I spend my time with quite a lot of other guests especially all the high flyers of technology. Every now and then I turn my head and scan the room and I know that Sarah is watching my every move. Watching how I twist and turn and smile and how well I display my charms; mostly to the men of course but in the safe knowledge that I’m teasing them. I’m teasing her too because I know she’s watching me. She can’t help it.
I eventually find myself in her company and I’m taken aback by her brazenness. I wasn’t like this at her age, but then I wasn’t here, at this party, when I was her age. She’s definitely coming onto me in a big way. The slight touch of her hand on my elbow is reassuring, her hand around my back and onto my waist as she leads me through to the kitchen for some fancy foods.
All the time we talk about my position in the company, the job I do and what she does at university. It all comes as no surprise; I know all this of course. She asks me about all the men that must be after me and telling me that I would be such a catch for them. She even warns me about Mr Lawrence. It is then that I decide to drop the bombshell. I tell her straight. I prefer women.
I think she expected my response, I don’t know why, but she did. She pursed her lips and let her tongue slip from between them before opening her mouth in a seductive way. The whole kitchen fell silent despite the number of people furiously chatting away. The way she did that thing, with her lips, caused a flood between my groin and I was glad that I had worn knickers. If we were alone, right now, I would have sunk to my knees, pushed her skirt up around her waist and attacked her.
By the time the noise flooded my senses once more, I found myself chatting about her career and what she wanted to do once she left university. I think she had satisfied her intuition about me and I was glad that the ice had been broken; not smashed to pieces, not yet anyway.
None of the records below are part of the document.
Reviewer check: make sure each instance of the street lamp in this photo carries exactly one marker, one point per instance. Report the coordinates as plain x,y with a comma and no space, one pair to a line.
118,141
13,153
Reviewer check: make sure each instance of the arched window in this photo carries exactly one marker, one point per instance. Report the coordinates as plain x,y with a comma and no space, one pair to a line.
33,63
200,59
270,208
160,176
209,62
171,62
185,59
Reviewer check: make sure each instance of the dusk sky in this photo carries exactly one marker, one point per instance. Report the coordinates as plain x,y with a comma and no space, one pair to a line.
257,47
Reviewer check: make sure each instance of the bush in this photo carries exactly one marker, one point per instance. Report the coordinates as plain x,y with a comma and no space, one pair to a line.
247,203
I actually left the party a little earlier than expected. I could see the disappointment on Sarah’s face as I told her mother, my mother, our mother that I was leaving. She caught me at the door and before I knew it we had arranged a drink for the following Tuesday.
Tuesday was a long way off.
Tuesday 20 November 2020
We stood at the Bar du Soleil with our gin and tonics to hand. The conversation was easy and I knew that she was somewhat different. I think the party, last Saturday, had made her realise something.
We had booked a table to eat but at the last minute decided that we would wander the Bayside area and buy some of the street food that was on offer. I’m glad we did. We made a mess of finger eating but it gave me the opportunity that I had been waiting for. The barbecue sauce was trickling out of the side of Sarah’s mouth and along the crease made by her dimples, edging ever closer to her white top. I instinctively raised my hand, caught the sauce on my fingertip and slipped it into her mouth. She sucked avidly on it; dragging it in further than it should have gone and kept it there for even longer.
We stood in silence as I slowly removed my finger; all the time, we watched each other, waiting for someone to make a move. It was Sarah that stepped closer to me. One small step at a time and with each step my mouth opened a little more. My personal space had been invaded and I loved it. The kiss was everything I had ever wanted from a woman. It was heavenly, highly charged and erotic. Instinctively, my eyes closed as I became lost in what we were doing.